Ia menyebut, praktik illegal mining kerap dilakukan oleh perusahaan yang beroperasi di luar wilayah izin mereka.
“Kami menduga PT Position melakukan penambangan nikel liar di lahan milik PT WKM. Ini bukan hal baru. Dalam dunia tambang dikenal istilah ‘pelakor’ — penambang lahan koridor — dan ‘dokter’ — dokumen terbang. Mereka menambang tanpa bayar kewajiban pajak ke negara,” ungkapnya.
Sementara itu, Koordinator Perkumpulan Aktivis Maluku Utara, Yohannes Masudede, menilai kesaksian ahli dari BRIN dalam sidang ini sangat obyektif dan memperkuat posisi PT WKM.

“Penjelasan ahli sangat normatif dan sesuai hukum. Dari kesaksian itu kami melihat posisi PT WKM lebih kuat.

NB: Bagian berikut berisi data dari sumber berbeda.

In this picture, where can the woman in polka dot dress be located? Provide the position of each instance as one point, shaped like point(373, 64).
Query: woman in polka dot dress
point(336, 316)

Hakim harus menilai ini dengan jernih, bukan berdasarkan tekanan atau opini,” ujar Yohannes usai persidangan.
Yohannes juga menegaskan bahwa praktik penambangan ilegal yang disebutkan dalam sidang bukan asumsi, tetapi fakta yang sudah berlangsung lama di lapangan.
“Kami sudah mengikuti kasus ini dari awal. Berdasarkan regulasi, IUP dimiliki PT WKM, sementara izin pinjam pakai kawasan hutan (PPKH) ada di PT Position, dan PBPH dipegang PT WKS. Tapi PT Position justru menambang di wilayah yang bukan miliknya. Itu jelas illegal mining,” tegasnya.
Sebagai langkah lanjutan, pihaknya akan terus mengawal proses hukum hingga putusan akhir, serta mendesak pemerintah pusat untuk turun tangan.
“Kami akan sampaikan langsung kepada Presiden Prabowo Subianto agar meninjau langsung praktik pertambangan di Halmahera Timur. Satgas Pertambangan yang dibentuk pemerintah harus menindak tegas perusahaan yang bermain di area abu-abu hukum,” ujarnya.
Yohannes juga menilai, absennya Dirut PT WKS selama berbulan-bulan menjadi cermin lemahnya komitmen hukum korporasi tersebut.
“Bagaimana mungkin seorang direktur utama terus mangkir tanpa sanksi? Ini preseden buruk bagi penegakan hukum pertambangan di Indonesia,” pungkasnya.
Sidang perkara sengketa tambang nikel Halmahera Timur ini akan dilanjutkan pekan depan dengan agenda pemeriksaan terdakwa.